The realization soon hit me; this was the first time I had slept through an entire night in possibly five years!
As a fulltime caregiver, I had been struggling to survive on catnaps. It’s absolutely amazing how the human body can adapt itself to differing circumstances. I had actually learned to sleep with one eye and ear open, constantly on the alert, in case something bad happened to Dad in the middle of the night.
Becoming a light sleeper anyway became a part of me due to an incident that happened many years before my father died. It literally scared the wits out of me!
My dad had been extremely fond of our Russian Blue feline named “Kitty.” His four-legged friend had developed the habit of waking me up by jabbing her paw into my shoulder, which was her way of telling me she needed to use the great outdoors.
Like clockwork, every morning at 6:00 she would crouch a couple of inches from my face, waiting for me to stir. One morning completely different than her usual custom, she began her poking routine at 3:00. I brushed her aside and closed my eyes again in the desperate hope of getting more shut-eye. Instead, within seconds I was awakened to sharp pains in my chest as her razor sharp claws penetrated the skin of my chest. Jumping out of bed yelling, “I get the hint,” I groggily opened the front door, but no cat ran by. As I looked around my legs and then into the next room, sure enough, there was my dad lying flat on his back, staring straight up at the ceiling. And of course, Kitty was there like a trusted friend, licking the side of his face.

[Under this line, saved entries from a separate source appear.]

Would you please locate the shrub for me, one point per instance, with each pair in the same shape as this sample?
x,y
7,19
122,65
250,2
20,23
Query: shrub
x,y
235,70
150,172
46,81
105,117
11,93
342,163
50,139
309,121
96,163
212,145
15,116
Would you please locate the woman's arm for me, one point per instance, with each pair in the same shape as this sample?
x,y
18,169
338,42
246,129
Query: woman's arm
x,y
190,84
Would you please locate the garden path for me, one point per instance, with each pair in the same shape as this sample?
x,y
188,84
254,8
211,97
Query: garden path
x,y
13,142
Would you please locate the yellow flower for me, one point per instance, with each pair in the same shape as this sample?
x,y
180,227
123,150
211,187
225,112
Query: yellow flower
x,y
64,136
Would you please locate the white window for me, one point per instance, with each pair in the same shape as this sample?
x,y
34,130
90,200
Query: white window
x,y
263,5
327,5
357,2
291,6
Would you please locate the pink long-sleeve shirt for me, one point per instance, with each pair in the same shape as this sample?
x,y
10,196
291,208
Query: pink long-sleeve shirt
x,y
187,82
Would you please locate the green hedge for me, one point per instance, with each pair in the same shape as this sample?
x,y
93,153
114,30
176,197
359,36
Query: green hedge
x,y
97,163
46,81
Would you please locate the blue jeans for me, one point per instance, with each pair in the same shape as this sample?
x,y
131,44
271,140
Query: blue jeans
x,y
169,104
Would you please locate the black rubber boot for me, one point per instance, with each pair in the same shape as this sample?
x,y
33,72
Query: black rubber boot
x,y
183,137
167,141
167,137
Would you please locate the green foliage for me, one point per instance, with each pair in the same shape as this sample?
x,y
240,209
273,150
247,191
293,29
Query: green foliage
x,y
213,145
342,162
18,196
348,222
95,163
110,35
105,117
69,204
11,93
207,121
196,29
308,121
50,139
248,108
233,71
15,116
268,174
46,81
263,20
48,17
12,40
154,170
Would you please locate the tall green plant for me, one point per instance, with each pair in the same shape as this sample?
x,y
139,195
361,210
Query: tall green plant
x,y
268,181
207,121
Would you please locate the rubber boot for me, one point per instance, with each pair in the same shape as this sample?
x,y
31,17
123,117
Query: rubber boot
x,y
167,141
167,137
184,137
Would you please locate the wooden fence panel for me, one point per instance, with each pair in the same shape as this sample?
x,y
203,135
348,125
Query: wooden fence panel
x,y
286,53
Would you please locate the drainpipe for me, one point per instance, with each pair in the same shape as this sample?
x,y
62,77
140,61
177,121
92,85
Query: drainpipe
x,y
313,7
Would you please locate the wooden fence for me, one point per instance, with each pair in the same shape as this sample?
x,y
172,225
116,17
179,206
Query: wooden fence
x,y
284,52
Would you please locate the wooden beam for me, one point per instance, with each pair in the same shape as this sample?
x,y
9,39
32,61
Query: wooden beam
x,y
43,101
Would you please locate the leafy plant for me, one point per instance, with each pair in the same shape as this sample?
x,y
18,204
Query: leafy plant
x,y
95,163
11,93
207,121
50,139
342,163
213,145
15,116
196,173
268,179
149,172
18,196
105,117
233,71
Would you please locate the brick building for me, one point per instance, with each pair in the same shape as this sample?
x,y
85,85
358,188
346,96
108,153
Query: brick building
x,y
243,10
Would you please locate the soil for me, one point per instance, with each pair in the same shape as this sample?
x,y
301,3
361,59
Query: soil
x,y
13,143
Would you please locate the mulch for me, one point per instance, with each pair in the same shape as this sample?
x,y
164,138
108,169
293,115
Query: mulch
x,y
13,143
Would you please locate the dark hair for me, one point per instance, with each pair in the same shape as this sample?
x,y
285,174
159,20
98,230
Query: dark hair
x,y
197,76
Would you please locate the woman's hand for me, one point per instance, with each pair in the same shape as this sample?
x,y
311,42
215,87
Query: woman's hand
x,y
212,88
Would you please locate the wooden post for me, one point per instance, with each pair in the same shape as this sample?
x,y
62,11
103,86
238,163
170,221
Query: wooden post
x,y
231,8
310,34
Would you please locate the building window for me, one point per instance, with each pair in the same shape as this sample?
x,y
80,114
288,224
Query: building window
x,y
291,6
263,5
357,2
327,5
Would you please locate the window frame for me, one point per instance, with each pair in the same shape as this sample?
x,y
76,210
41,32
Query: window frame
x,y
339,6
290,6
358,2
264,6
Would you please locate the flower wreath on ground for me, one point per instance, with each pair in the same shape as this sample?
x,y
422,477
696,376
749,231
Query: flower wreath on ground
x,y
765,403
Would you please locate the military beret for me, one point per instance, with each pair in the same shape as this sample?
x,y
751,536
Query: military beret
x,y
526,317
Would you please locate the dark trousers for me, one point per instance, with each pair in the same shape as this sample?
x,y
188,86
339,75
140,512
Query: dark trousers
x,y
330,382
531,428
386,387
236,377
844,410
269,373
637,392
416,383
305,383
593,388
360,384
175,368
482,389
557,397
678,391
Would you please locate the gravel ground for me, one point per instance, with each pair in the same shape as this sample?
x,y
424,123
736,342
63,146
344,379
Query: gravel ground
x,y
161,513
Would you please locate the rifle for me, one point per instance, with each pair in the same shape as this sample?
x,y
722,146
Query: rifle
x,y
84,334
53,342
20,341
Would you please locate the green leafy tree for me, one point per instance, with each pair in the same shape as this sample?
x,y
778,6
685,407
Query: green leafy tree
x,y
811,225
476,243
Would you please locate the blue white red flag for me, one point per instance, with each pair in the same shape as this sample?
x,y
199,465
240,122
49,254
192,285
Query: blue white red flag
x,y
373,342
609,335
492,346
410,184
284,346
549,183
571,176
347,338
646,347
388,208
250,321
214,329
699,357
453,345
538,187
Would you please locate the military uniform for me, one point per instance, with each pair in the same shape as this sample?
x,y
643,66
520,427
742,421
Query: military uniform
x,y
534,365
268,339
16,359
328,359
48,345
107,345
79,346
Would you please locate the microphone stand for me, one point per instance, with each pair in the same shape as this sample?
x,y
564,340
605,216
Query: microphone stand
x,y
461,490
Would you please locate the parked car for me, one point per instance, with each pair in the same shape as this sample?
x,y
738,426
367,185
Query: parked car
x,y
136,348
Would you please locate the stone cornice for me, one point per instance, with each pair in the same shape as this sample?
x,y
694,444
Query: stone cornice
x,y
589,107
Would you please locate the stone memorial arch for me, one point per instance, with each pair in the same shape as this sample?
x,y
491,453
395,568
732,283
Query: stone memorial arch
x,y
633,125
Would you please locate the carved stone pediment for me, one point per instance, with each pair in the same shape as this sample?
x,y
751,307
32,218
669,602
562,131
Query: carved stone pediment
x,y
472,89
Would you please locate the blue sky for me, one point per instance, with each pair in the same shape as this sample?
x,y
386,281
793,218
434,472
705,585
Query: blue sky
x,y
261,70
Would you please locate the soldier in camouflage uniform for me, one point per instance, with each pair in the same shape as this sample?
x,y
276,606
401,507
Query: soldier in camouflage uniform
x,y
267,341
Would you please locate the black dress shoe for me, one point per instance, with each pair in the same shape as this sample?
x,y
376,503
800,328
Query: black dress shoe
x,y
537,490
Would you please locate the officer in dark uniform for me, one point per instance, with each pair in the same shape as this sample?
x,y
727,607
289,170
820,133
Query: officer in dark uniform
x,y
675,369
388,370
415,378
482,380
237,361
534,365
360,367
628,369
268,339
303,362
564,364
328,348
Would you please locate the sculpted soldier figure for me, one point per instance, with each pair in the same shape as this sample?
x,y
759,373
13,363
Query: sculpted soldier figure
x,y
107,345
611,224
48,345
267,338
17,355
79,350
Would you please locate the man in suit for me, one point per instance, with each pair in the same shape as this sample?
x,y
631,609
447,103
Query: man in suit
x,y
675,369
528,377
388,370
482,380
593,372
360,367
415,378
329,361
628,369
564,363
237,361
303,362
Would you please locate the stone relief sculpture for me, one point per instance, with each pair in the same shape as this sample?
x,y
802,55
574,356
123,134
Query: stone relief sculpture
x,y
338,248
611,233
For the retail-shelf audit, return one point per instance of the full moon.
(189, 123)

This wonderful cat with her internal clock actually came and woke me up to inform me that my father had fallen! I might have expected this from a dog, but from a cat? I was astonished!
Looking back, I believe that was the last night that I slept with both eyes shut.
Most of us have experienced trouble sleeping at one time or another. This is normal and usually temporary. But for caregivers it may be due to stress, anxiety or, yes, even depression. Unfortunately, sleep disorders can lead to other personal issues such as apathy, lack of concentration, irritability and poor emotional health. Now that you have moved into your post-caregiving season and should you be having sleep issues, take a look at getting help with this.
We all have an inner-body clock known as a “circadian cycle.” One of the aftereffects of caregiving is a disruption in circadian rhythms. If you feel as if you’re walking around with jet lag all day long, having trouble controlling your emotions or feel as if you’re constantly stuck with the winter blues, check into your circadian oscillator.
Yes, doctors should know what you mean. If not, educate them.